Two Numbers With Odd Occurrences Geeks For Geeks

 Problem Link:

https://practice.geeksforgeeks.org/problems/two-numbers-with-odd-occurrences5846/1/

Solution 1: Using XOR Operator

class Solution

{

    public int[] twoOddNum(int arr[], int n)

    {

        int xor=0;

      for(int i=0;i<arr.length;i++){

          xor=xor^arr[i];

      }

      int sn=(xor&(~(xor-1)));

      int sum1=0;

      int sum2=0;

      for(int i=0;i<arr.length;i++){

          if((arr[i]&sn)!=0){

              sum1=sum1^arr[i];

          }

          else{

              sum2=sum2^arr[i];

          }

      }

      int arr1[]=new int[2];

      arr1[0]=Math.max(sum1,sum2);

      arr1[1]=Math.min(sum2,sum1);

      return arr1;

    }

}

TIME:O(N)[GFG Time:0.9/7.1]

SPACE:O(N)[Array of size n is in usage]

AUXILLARY SPACE: More than O(1) and less than O(N) (Precisely: O(2+1) ie O(3))[Array of fixed size 2 is in usage (O(2)) and constants are used O(1)].

TOTAL TEST CASES:10035 

APPROACH:

1. Here In question, it is given two numbers will be distinct while all others will be there with even frequency.

We know x^x=0 

So all rest numbers when cor with themselves will give result as 0.

2. First we find out the xor of all the elements of the given array. And store it in res.

This res will be simply the xor of both distinct elements. 

eg arr= {1,2,3,4,4,5,5,2,2,2,1,1,1,7}

frequency of 1->4

frequency of 2->4

frequency of 3->1

frequency of 4->2

frequency of 5->2

frequency of 7->1

For 1:  1^1=0 ---> 0^1=1 and in last -->  1^1=0

Similarly for 2,5,4, it will be 0 as an even number of times they are present.

At last res=3^7 ie 

3 = 0011

7 = 0111

3^7= 0100

Here 3^7 will be 4.

3. Now we should understand that xor gives output as 1 when one input is 0 and another input is 1.

0^1 =1 

So we need to divide the given array into two subarrays. Once subarray of the set bit as 1 and other of 0.

For that, we need to find out the last set bit in number ie xor of 2 distinct number of array, which is 4 in above example.

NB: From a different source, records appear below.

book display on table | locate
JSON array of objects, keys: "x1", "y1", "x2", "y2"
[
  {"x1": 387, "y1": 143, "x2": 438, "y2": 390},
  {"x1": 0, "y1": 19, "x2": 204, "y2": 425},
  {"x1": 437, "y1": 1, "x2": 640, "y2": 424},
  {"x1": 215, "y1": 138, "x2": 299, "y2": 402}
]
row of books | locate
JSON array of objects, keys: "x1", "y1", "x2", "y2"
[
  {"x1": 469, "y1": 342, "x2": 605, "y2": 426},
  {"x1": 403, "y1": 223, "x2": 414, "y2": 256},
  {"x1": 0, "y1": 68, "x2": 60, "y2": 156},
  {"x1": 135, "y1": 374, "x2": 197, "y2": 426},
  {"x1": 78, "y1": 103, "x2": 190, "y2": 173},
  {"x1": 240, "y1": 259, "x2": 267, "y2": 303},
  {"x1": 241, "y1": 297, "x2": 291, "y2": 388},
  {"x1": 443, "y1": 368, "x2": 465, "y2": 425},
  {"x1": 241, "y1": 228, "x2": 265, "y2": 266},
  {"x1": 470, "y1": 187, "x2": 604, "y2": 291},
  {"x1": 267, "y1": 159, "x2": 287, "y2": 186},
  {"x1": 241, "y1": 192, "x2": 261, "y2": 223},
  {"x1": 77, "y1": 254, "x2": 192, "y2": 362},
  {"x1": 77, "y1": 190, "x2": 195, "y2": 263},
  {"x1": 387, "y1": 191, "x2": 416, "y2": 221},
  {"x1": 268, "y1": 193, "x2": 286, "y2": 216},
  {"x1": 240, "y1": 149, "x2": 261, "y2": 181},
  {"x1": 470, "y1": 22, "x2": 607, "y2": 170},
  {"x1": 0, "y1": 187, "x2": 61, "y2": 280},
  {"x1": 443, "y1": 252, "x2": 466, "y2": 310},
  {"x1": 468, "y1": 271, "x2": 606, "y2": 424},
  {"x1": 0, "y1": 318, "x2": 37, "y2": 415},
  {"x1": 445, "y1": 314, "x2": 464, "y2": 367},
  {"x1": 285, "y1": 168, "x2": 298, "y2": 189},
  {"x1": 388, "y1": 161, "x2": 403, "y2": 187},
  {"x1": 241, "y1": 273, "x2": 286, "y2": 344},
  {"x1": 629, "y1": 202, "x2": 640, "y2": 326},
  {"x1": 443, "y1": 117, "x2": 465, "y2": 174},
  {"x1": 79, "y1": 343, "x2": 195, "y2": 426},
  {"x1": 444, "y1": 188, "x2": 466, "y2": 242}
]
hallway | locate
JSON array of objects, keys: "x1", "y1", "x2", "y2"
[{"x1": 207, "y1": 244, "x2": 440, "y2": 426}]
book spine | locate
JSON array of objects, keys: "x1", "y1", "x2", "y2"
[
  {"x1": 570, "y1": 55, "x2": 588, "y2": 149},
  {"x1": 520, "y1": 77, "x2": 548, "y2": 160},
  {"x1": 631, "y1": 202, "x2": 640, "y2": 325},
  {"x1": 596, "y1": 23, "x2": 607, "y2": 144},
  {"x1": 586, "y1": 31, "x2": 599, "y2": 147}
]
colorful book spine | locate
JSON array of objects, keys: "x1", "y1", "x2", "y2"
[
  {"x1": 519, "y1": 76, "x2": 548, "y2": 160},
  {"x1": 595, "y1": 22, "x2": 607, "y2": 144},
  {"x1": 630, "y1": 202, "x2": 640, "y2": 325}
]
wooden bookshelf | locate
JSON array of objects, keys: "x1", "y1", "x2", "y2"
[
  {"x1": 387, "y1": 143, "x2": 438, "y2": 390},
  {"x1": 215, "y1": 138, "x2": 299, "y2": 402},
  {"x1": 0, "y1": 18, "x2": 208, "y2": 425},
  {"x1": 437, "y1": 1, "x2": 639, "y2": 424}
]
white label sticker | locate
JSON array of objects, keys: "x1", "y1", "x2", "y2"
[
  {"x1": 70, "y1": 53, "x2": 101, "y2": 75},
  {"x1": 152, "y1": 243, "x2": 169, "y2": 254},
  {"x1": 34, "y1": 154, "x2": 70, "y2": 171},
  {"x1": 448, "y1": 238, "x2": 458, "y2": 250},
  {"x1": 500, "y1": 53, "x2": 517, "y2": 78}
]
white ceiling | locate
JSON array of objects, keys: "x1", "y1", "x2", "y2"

For 4 last set bit is at 3rd position from last. So we need to divide the given array elements in such a way that in their binary representation the 3 bit from the right should be either 0 or 1.

For that we follow a procedure.

xor=4(0100)

xor-1=3(0011)

~(xor-1)=~3(1100)

xor&~(xor-1)=(4&(~3)) ie 

sn=0100& 1100= 0100

And now we need to divide using the array using this value or sn.

4. We take two-variable sum1 and sum 2 to initialize with 0.

If while traversing array we get arr[i]&sn as 0 it means last bit is not set and hence we put in group 1.

If while traversing array we get arr[i]&sn as not equal to 0 it means last bit is set so we put in group 2.

Later we have to take the xor of all elements of group 1 to find out the first unique element and xor of elements of group 2 to find out the second unique element.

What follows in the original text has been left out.